AidansMom25 Dont let it get you down with what was said to you. You are doing what you need to do to provide Zoey with a great home as well as take care of your family and at 0dot thirty in the morning things will be missed esp when you are sleepy. I guess all breeders and the ones who have accidental liters are cruel also since we take out the wheel. It was one night so you are not a mean mommy. One night will not kill them. My Shadow had her wheel a week then lost it for 4. I don't even know how long she had been without one since the people I got her from didn't have one in with her and had no info to give me.


----------



## ktdid (Aug 7, 2012)

I don't have a CSW but my bucket wheel only gets loud when one of the nuts is loose, and I get it wet every time that I wash it. I had to take Fitz's out one night because it woke me up at 4am. I fixed the what I thought was the problem and 20 minutes later it was just as loud again. I took it out and the next morning when I was clear headed and not in a 4am fog I was able to look more closely and fix the real problem of the nuts not being tight enough.

Alsohere: insulting someone's intelligence (as snarky as it may be) has nothing to do with protecting a hedgehog. And if multiple people have mentioned something about your tone maybe you should consider that it clearly isn't an isolated incident and result of the OP misreading. Also yes, in fact, you are responsible for the content, tone and the reception of what you post on this forum and anywhere else on the internet. If you want someone to understand what you meant and not call you out on a harsh tone it would be best to provide your answers in a manner that would create the opposite connotation, no?


----------



## alsohere (Dec 26, 2011)

I stand by my statements. I have received supportive comments too. Just because people want to read something meant as encouraging as not being encouraging. I did not violate any forum rules. My language is clear breathe all the vitriolic rhetoric and negative interpretation you want to in to it.

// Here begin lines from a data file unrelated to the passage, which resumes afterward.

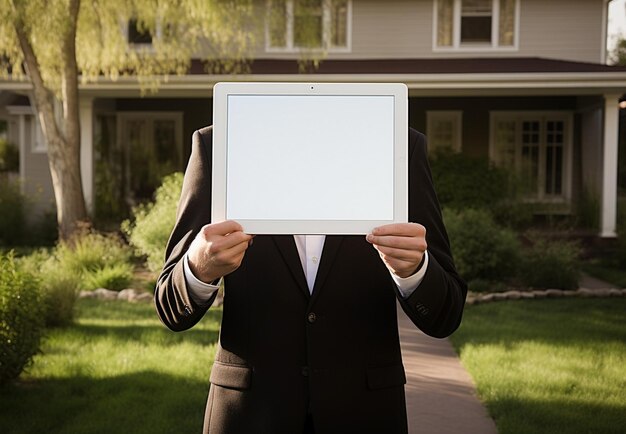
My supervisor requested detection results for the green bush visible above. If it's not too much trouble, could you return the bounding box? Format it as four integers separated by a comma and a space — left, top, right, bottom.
54, 232, 132, 290
0, 253, 44, 384
430, 150, 532, 227
83, 263, 133, 291
122, 173, 183, 272
20, 249, 81, 327
55, 231, 132, 274
520, 235, 581, 290
443, 209, 520, 282
0, 177, 27, 246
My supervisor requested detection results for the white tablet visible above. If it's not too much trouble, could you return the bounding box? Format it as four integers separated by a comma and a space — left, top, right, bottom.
212, 83, 408, 234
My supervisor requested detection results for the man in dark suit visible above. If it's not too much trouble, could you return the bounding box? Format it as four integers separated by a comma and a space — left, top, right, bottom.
155, 127, 467, 434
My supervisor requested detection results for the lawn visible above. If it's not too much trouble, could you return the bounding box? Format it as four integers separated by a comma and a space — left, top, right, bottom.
0, 300, 221, 434
452, 298, 626, 434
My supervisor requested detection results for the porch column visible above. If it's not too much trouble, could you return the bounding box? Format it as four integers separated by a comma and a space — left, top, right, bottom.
600, 94, 621, 238
80, 97, 94, 214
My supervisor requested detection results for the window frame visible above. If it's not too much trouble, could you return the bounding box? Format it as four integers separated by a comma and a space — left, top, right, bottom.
432, 0, 520, 52
426, 110, 463, 154
489, 110, 574, 205
265, 0, 352, 53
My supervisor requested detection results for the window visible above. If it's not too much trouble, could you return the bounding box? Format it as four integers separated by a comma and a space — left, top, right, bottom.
128, 19, 152, 44
426, 111, 462, 153
434, 0, 519, 50
24, 115, 48, 153
116, 112, 183, 205
491, 113, 571, 202
266, 0, 351, 51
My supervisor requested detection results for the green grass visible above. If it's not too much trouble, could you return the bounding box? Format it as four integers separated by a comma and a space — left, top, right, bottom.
0, 300, 221, 434
452, 298, 626, 434
583, 263, 626, 288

This is a single incident, because this is the only post anyone has had a problem with. My comments did not insult anyone's intelligence. Not a single value statement is in the entirety of my post and it is completely factual thus I stand by it, because I did nothing wrong. Under the law the only protection one has against slander or libel is the truth. Because no subjective value judgements occur in my post and all statements are factual why wouldn't I accept all responsibility for my words. My words were well chosen. I do not recall saying I don't take responsibility for my words. I claim them. They're mine.

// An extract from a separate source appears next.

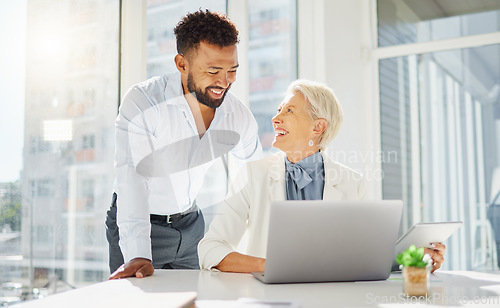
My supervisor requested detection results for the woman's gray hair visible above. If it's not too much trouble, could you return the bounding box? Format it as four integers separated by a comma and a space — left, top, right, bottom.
287, 79, 344, 150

Accept yours now harassing statements are not justifiable in any circumstance.


----------



## tigereyes319 (Nov 10, 2012)

I think this is the part everyone is having an issue with honestly since the op had asked an innocent question on where exactly to place the vaseline. How hard would it have been to answer her question instead of ranting that the directions are explicit? Take into consideration the time of the morning and how coherent you are at that time. I know I am not thinking clearly at that time. Also this is her first hedgehog and expierence with a noisey wheel cut her some slack. We all make mistakes that is why we come onto this forum for information!! I know thats why I am here. Ever think of how much noise a blow dryer would make compared to the wheel? The hedgie was only without for a few hours not long enough to kill them. But you made it out to be a federal crime. AidensMommie felt bad enough in doing that to Zoey for the little bit of time. You can stand by your words thats fine but try to be a little more forgiving to someone who is new to this world of hedgies. Not all of us are mechanically inclined either.

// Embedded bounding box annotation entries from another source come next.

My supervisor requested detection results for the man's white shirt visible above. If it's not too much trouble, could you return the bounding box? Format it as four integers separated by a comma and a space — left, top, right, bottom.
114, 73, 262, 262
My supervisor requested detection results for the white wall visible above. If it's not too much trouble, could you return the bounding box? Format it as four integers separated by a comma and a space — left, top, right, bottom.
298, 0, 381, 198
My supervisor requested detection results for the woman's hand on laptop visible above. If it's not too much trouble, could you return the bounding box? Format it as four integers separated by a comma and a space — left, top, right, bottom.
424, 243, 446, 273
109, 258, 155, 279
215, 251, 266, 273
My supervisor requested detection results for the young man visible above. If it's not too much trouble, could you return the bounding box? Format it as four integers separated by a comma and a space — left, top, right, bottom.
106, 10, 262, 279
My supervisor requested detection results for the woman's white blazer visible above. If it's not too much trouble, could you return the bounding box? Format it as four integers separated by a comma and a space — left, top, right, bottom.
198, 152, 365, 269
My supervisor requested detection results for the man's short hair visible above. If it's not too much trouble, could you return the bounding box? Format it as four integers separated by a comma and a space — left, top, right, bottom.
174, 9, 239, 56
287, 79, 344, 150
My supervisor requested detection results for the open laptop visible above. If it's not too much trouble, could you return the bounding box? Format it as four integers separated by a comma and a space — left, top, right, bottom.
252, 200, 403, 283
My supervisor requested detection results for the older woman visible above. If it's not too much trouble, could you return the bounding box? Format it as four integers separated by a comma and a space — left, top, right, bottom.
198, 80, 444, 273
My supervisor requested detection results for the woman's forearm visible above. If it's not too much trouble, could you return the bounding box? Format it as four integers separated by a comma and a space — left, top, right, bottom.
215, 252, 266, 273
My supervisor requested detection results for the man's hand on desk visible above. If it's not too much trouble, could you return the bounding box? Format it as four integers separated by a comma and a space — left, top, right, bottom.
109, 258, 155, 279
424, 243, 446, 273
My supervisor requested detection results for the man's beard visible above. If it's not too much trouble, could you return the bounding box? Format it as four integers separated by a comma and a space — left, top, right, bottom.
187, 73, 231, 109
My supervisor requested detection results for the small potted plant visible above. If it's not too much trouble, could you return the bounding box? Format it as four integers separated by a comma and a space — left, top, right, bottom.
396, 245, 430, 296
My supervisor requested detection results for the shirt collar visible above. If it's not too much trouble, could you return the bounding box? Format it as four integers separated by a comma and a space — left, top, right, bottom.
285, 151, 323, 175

The instructions are explicit about what to do in this case. Read the instructions and then make a decision about how to complete them. You possess all the tools necessary to think critically about how to take a glob of Vaseline and melt it with a hair dryer into a bearing.


----------



## nikki (Aug 28, 2008)

This thread has gone off topic and the original question has been answered. I'm sure Larry will make sure she can fix whateve is making the wheel noisy. I'm going to close this thread now before it becomes more of an argument than a productive post.


----------